— Вы бросьте мне это доказывать, Дружинин, — крикнул Жерновой. — Еще хлеб в скирдах у вас… А сколько на корню? Знаете, сколько при поздней уборке в прошлом году было потерь? Организуйте по-боевому работу — вот вам экономия, вот и — задание. А вы, вместо того чтобы форсировать уборку, с подсчетами носитесь… Да разве с этого начинать надо? Надо собрать бюро. Сказать, что состоялось такое решение… Кстати, к вам выехал на помощь товарищ Янтарев… Как только приедет, дайте каждому члену бюро конкретное задание. Там, где можно взять больше хлеба, поезжайте с Ромжиным сами… С этого и начните… Три дня сроку вам…
24
Трое суток Жерновой не отходил от телефона. Трое суток районные и областные работники метались на забрызганных грязью «газиках» по разбитым осенним дорогам. Трое суток беспрерывно днем и ночью гудели машины, доставляя на государственные склады зерно.
Как только наступало утро, Жерновой включал радиоприемник и с тревогой слушал последние известия.
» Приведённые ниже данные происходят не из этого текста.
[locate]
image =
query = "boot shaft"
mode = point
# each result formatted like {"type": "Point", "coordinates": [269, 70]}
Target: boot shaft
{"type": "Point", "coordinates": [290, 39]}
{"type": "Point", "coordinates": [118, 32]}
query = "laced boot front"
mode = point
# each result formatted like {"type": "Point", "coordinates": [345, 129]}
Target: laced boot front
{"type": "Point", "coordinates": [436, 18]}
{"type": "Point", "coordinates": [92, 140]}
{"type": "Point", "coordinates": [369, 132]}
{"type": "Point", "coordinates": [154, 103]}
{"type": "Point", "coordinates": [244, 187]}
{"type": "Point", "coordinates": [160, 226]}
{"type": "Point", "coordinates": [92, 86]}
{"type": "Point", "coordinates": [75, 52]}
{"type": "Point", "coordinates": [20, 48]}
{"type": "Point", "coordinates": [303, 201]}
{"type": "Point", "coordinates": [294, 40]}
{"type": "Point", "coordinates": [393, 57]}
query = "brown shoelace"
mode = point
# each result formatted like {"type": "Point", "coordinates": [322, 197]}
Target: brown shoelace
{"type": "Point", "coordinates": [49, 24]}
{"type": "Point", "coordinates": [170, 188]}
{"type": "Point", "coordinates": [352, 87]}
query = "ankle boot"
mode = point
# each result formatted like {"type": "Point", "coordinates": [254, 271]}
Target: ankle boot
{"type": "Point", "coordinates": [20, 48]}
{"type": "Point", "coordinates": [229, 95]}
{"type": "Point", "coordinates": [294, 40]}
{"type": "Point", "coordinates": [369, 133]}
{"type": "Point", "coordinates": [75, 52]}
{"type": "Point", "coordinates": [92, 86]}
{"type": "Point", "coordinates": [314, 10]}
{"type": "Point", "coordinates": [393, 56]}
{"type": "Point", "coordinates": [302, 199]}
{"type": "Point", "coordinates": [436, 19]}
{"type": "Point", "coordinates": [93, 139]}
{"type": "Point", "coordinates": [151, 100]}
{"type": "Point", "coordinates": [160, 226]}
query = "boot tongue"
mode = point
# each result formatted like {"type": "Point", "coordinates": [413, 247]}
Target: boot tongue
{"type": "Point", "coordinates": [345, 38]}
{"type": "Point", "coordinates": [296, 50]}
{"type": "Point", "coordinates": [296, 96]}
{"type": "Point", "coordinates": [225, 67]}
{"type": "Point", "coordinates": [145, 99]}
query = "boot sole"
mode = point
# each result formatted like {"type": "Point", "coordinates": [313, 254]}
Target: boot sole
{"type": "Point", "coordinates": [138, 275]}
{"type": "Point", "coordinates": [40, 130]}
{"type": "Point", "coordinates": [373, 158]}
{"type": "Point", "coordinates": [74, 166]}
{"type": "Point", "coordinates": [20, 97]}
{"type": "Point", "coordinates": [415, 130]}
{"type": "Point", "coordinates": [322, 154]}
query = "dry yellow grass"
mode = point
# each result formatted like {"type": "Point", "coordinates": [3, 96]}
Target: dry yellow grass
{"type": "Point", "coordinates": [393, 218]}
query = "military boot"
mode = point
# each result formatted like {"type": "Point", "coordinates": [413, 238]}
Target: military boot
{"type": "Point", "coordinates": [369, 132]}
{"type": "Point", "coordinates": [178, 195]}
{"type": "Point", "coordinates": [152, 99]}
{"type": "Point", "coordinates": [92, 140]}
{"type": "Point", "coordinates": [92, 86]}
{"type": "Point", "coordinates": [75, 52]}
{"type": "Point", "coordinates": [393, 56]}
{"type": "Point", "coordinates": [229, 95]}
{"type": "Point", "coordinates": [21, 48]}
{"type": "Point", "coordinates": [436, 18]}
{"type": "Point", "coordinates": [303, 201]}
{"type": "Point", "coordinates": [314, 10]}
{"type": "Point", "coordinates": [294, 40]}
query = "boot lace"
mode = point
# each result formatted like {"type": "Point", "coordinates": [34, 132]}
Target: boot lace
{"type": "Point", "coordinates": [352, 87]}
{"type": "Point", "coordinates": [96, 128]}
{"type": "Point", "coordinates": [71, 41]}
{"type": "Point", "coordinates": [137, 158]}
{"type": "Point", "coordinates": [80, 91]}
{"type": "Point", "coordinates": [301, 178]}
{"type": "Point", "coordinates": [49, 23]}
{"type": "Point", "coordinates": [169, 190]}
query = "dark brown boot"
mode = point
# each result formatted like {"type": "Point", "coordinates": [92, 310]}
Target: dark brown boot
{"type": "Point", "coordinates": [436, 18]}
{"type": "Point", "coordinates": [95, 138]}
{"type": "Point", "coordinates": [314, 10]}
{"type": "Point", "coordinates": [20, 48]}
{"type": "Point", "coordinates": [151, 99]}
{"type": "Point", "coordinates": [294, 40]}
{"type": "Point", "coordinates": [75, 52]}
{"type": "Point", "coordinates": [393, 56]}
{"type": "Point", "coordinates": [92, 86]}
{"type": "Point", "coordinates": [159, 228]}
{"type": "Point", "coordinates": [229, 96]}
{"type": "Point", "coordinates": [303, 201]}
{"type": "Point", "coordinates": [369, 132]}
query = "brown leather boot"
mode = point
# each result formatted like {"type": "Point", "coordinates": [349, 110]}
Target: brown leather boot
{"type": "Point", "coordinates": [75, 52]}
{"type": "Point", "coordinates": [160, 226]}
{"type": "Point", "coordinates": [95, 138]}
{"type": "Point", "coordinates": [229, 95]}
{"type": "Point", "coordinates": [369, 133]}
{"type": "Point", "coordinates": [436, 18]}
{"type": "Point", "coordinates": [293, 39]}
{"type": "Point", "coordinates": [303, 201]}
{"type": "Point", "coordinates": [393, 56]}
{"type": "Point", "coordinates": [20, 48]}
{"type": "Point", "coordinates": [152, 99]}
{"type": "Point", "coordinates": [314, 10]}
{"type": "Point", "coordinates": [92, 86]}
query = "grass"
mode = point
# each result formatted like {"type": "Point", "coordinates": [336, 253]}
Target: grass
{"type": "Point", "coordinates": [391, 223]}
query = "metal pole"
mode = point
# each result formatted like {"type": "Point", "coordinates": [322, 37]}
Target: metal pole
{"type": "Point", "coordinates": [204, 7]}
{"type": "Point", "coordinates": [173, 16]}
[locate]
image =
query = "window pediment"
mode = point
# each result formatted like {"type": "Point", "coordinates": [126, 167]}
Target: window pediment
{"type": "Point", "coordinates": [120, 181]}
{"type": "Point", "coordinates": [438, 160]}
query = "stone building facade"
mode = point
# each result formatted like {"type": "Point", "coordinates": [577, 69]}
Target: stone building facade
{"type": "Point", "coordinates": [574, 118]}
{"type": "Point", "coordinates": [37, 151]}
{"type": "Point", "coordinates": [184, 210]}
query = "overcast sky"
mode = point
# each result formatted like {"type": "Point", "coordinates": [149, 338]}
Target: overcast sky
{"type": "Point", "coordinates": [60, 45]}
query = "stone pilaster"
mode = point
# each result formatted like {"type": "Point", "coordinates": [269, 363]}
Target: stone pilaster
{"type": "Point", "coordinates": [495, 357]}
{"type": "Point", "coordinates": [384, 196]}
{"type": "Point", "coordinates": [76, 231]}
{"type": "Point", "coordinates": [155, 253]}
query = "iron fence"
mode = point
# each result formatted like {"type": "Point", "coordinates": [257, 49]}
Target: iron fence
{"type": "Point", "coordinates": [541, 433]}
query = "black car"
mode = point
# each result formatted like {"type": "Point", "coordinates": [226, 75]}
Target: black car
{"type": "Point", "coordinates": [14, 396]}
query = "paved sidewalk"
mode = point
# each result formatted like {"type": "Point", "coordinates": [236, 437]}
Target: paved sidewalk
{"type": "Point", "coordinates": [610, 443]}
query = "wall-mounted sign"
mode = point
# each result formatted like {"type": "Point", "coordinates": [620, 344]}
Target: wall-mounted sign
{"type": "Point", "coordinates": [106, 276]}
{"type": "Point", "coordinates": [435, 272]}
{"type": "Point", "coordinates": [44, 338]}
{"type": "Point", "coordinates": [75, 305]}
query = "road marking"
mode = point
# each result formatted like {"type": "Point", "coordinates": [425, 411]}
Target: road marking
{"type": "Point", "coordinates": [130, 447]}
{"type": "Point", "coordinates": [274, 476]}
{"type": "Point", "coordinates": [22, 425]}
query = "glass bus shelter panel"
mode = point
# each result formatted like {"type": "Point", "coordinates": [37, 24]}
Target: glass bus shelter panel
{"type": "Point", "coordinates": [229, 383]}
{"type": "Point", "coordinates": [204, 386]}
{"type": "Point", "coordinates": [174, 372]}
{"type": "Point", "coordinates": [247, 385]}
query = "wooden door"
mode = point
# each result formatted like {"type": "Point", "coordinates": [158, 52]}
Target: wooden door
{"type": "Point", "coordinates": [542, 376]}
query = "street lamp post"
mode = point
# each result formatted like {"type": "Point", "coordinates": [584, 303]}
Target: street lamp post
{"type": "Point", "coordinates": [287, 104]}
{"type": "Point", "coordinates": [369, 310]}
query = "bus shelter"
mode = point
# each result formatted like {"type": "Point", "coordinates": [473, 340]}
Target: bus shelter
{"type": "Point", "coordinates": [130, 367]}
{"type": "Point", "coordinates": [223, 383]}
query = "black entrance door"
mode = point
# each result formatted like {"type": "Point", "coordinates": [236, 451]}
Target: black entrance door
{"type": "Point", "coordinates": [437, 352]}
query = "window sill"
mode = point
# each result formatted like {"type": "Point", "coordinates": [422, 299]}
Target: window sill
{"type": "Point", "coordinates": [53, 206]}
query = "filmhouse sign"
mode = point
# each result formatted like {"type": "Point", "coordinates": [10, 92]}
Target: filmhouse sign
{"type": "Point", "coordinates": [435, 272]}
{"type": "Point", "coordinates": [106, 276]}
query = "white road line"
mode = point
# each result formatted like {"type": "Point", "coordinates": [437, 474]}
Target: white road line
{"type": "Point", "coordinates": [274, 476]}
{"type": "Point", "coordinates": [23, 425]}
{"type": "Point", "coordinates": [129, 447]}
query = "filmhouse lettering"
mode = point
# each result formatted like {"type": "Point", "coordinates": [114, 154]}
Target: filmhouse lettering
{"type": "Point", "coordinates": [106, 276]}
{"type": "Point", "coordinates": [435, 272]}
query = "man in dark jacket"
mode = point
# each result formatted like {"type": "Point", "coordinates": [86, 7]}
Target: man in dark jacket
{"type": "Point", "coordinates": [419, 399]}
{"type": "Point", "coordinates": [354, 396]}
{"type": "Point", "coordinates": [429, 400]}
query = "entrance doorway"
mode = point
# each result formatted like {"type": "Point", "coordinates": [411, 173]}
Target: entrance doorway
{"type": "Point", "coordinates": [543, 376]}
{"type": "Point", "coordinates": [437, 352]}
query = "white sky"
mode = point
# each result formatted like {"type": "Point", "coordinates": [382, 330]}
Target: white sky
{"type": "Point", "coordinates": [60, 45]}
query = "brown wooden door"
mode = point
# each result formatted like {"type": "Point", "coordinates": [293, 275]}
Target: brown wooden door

И если среди скупых сообщений о выполнении плана хлебозаготовок не упоминались соседние области — успокаивался: не обогнали пока что Краснолудье. •
Рапортовали о заготовках хлеба еще только Украина, Казахстан, Дон, Поволжье… Области же средней России, а тем более северные, молчали. «Интересно, кто же выскочит из соседей первым? Ужели опоздаем?» И снова Жерновой садился к телефону, снова звонил, теперь уже не только секретарям райкомов, но и председателям колхозов, звонил всем, от кого зависело выполнение плана.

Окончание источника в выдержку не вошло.